Pour nous, l’apogée de la sculpture d’ornement comme de la statuaire du moyen âge, se trouve placé à ce moment où la tradition romane a disparu, et où la recherche de la réalité n’a pas encore imposé ses exigences. Cette période brillante de l’école française dure vingt-cinq ans environ, de 1190 à 1215. C’est l’époque de la construction de la nef et de la partie inférieure de la façade de Notre-Dame de Paris, de la cathédrale de Laon, de l’œuvre basse du chœur de la cathédrale de Rouen, d’une partie de celle de Lisieux, des chœurs des églises abbatiales de Saint-Remi de Reims, de Saint-Leu d’Esserent, d’Eu, de Vézelay, etc.

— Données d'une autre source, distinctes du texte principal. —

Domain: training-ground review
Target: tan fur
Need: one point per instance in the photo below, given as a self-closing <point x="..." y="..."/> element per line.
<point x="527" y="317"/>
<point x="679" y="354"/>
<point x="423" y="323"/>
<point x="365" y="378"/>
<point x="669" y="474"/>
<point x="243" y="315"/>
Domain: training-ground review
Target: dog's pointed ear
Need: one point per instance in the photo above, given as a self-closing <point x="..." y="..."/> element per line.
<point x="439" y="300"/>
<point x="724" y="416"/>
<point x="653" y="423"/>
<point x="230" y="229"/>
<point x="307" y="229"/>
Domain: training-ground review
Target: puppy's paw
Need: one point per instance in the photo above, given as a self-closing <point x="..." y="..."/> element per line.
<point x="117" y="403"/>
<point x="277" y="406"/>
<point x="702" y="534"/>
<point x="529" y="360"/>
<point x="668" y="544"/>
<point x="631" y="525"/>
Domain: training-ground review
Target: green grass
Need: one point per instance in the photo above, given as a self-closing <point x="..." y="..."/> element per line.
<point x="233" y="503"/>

Il y eut en effet, à ce moment, un développement d’art merveilleux. La nouvelle école étendait son influence dans toute la partie de la France au nord de la Loire, de la Bourgogne et du Nivernais aux confins du Maine. Mais, cependant, chaque province conservait quelque chose de son originalité. La sculpture décorative, tout en suivant une impulsion générale, se développait suivant les aptitudes particulières à chaque contrée. Large, plantureuse dans l’Île-de-France, énergique et serrée en Bourgogne, la sculpture était délicate et recherchée dans le Maine et la Normandie. Ces beaux ornements qui proviennent de la cathédrale de Lisieux (fig. 56) révèlent le goût délicat qui régnait alors au sein de ces dernières provinces[2]. La sculpture d’ornement inclinait vers l’orfèvrerie, et malgré la beauté de l’exécution, manquait, dans ces contrées, de la largeur de style et de la belle entente de l’effet que nous trouvons dans la sculpture de l’Île-de-France. L’inspiration sur la nature est moins, franche, moins hardie, et surtout beaucoup moins originale. Ces aptitudes diverses devaient persister bien plus tard, et jamais la sculpture de la Normandie, du Maine et de l’Anjou n’atteignit l’ampleur de celle des cathédrales de Paris, de Laon et d’Amiens ; elle conserva une recherche dans les détails, une maigreur qui, au XIVe siècle, dégénèrent en sécheresse. En Bourgogne, au contraire, la sculpture d’ornement, en avançant dans l’imitation plus réelle de la flore, arrive jusqu’à l’exagération ; l’ornement semble déborder, ne pouvoir se maintenir dans les limites posées par l’architecture. Hors d’échelle souvent, son importance nuit à l’ensemble. Il faut donc en revenir toujours à ce centre d’écoles qui se développait dans l’Île-de-France, pour trouver cette juste et sage mesure qui est la marque d’un goût éclairé et d’un jugement sûr. Ce n’est pas

  1. Il n’existe pas une seule représentation d’animal dans les chapiteaux de Notre-Dame de Paris, bien qu’à cette époque (seconde moitié du XIIe siècle), on en sculptât encore dans beaucoup d’autres édifices.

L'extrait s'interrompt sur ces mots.